Our research also provides managerial insights. We find that short‐sighted human behavior leads to higher order and inventory variability. This may cause problems within the supply chain, such as the bullwhip effect. In the theoretical case of an infinite planning horizon, the order‐up‐to levels are also constant. However, incentives in real‐world settings cannot be infinite. Additionally, human decision makers heavily discount future income, which leads to short‐sighted decision‐making. In this study, we assumed the same demand distributions for both periods. However, demand in reality often fluctuates throughout the planning horizon. Seasonal demand can be particularly high on certain days of the week or in certain months of the year. Inventory planners need to manage inventories accordingly and dynamically adjust them throughout the planning horizon. It is important for future research to shed light on the behavioral aspects of changing demand.
Footnotes
Proofs
Additional Analyses
1
In reality, the bonus may also be based on the inventory position at the end of the year. In fact, such an incentive will even increase the effect we observe, a phenomenon we discuss at the end of the paper.
2
For completeness, we note that we also conducted an additional treatment with a different incentive system (Accounting Profit). The results are comparable to the treatment here, and we exclude that incentive system from the paper to improve readability.
3
The subjects additionally played eight single‐period decisions without starting inventory upfront to become familiar with the setting, but for the sake of readability, we exclude the results from the paper.
4
As a robustness check, we estimated the parameters when including zero orders.
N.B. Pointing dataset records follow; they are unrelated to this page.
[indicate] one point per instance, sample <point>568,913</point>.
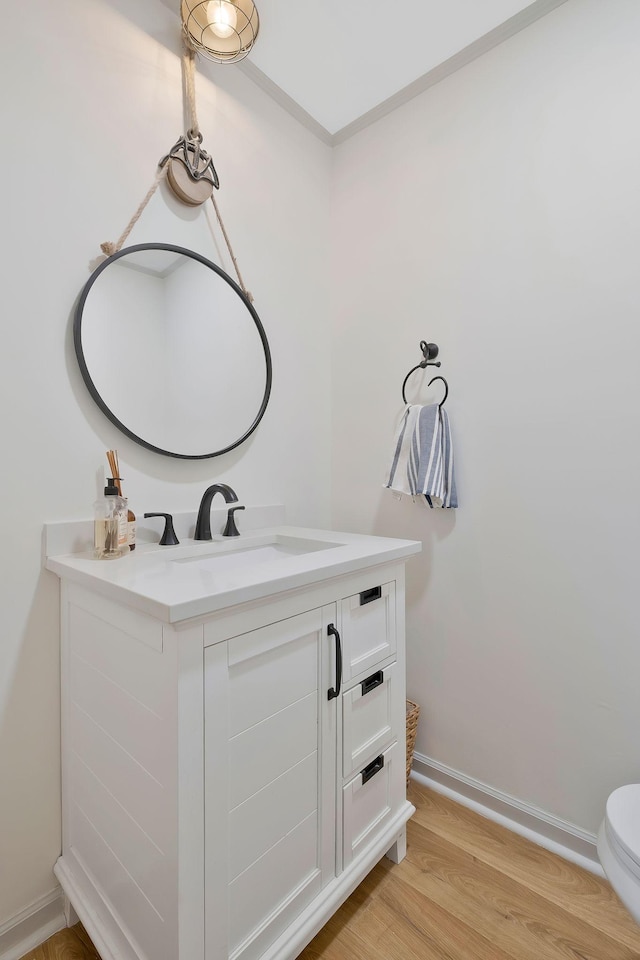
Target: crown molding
<point>506,30</point>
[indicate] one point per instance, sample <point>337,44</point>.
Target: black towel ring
<point>446,389</point>
<point>429,351</point>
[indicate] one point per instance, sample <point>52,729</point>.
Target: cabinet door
<point>270,745</point>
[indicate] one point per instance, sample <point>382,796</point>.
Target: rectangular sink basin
<point>228,558</point>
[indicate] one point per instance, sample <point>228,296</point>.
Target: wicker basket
<point>413,713</point>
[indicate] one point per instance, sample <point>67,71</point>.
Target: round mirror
<point>172,351</point>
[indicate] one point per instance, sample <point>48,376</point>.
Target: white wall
<point>92,100</point>
<point>498,215</point>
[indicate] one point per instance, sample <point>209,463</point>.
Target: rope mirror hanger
<point>188,169</point>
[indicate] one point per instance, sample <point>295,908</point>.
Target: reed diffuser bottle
<point>112,457</point>
<point>109,525</point>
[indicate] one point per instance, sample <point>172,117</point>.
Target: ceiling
<point>337,65</point>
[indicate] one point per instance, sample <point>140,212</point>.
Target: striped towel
<point>423,456</point>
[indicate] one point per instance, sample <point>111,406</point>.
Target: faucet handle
<point>231,530</point>
<point>168,538</point>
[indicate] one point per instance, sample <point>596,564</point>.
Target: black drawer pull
<point>335,691</point>
<point>374,593</point>
<point>372,682</point>
<point>372,768</point>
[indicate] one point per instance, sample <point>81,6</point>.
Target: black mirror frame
<point>86,376</point>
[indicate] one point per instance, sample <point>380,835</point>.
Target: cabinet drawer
<point>367,802</point>
<point>368,712</point>
<point>368,629</point>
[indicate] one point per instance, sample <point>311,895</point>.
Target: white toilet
<point>619,845</point>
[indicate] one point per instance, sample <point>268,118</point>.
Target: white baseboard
<point>32,926</point>
<point>559,836</point>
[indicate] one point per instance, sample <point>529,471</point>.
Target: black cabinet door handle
<point>372,768</point>
<point>372,682</point>
<point>331,630</point>
<point>367,596</point>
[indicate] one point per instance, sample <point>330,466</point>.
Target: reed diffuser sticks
<point>112,457</point>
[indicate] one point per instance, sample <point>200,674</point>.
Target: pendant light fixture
<point>221,30</point>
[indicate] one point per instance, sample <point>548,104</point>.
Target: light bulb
<point>222,18</point>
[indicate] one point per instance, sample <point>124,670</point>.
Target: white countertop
<point>193,579</point>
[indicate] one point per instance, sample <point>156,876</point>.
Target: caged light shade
<point>221,30</point>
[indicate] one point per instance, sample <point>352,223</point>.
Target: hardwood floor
<point>467,890</point>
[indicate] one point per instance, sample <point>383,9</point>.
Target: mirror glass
<point>172,351</point>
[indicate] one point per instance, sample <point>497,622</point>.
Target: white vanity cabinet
<point>230,778</point>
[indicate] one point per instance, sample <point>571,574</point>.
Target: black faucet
<point>203,523</point>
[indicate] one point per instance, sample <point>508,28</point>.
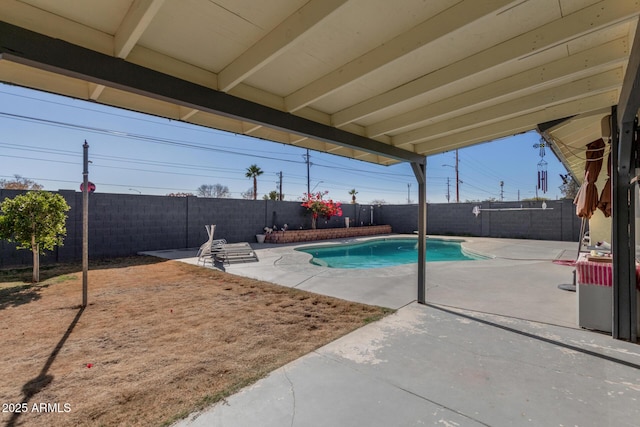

The results, which exhibit only negligible changes, are included in table
in the Appendix. For these cases (where starting inventory is rather high), we overestimate the effect of starting inventory, because the order‐up‐to level is an upper bound for the targeted value. Additionally, we underestimate the short‐sightedness effect, because these cases occur more often in the periods where you aim at lower order‐up‐to levels. However, the factors are still significantly different from 1.
5
We simulated 1,000,000 samples of 16 demand realizations and calculated the profits for the subjects’ order‐up‐to levels observed in the lab.